Les Iraniens affirment, dans des milliers de messages, visuels et écrits, publiés sur les réseaux sociaux, que Khamenei se cache dans un trou comme Saddam et qu'il sera attrapé tôt ou tard. Certains d'entre eux ne ressentent aucun besoin de se cacher. Bien que le régime, qui a subi une lourde défaite face à Israël, ait commencé à se venger de l'opposition, le mur de la peur semble avoir été surmonté.
Qasem Mohammadi, ancien membre de Sipah, a écrit ce message : « Jusqu’à hier, il assignait d’autres personnes à résidence ; maintenant, il est lui-même. » Frappant, bien sûr. Il faisait allusion à l’incarcération de Mousavi et de son épouse dans une maison transformée en prison, en raison des manifestations déclenchées après la tentative de coup d’État contre l’ancien Premier ministre Mir Hossein Mousavi, vainqueur de l’élection présidentielle de 2009, qui a été empêché de prendre ses fonctions. Sur ordre de Khamenei, sans procès, sans interrogatoire. Ils sont toujours en prison. Depuis 16 ans.

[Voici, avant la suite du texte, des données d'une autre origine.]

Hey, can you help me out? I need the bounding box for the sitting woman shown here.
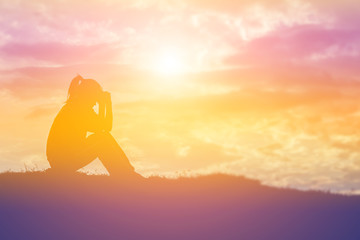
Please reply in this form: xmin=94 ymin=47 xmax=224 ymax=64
xmin=46 ymin=76 xmax=140 ymax=177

Dans une interview accordée il y a deux jours, Mohsen Sazgara, l'une des figures marquantes de la révolution iranienne, a attribué le refus de Khamenei de quitter le bunker après le cessez-le-feu à sa profonde angoisse d'être tué ou assassiné par les Israéliens. Docteur en histoire et homme politique, Sazgara a collaboré étroitement avec Khomeini à Paris pendant la révolution de 1979 et a occupé des postes importants au sein des gouvernements révolutionnaires. Il est également l'un des fondateurs de Sipah, une force de défense populaire destinée à protéger la révolution. Après avoir été emprisonné à plusieurs reprises sous Khamenei, il a émigré aux États-Unis après sa libération suite à une crise cardiaque et des problèmes de santé. En 1994, lorsque j'ai invité Abdulkarim Soroush à une conférence à Istanbul, il était mon compagnon. Durant cette période, nous avons longuement discuté de l'Iran, de la révolution et de la région. Ses analyses étaient excellentes. C'est un scientifique sérieux et un bon politicien. Lors de ma visite en Iran en 1997, il m’a accueilli dans le village de vacances qu’il avait construit pour les travailleurs sur la côte caspienne lorsqu’il était vice-ministre.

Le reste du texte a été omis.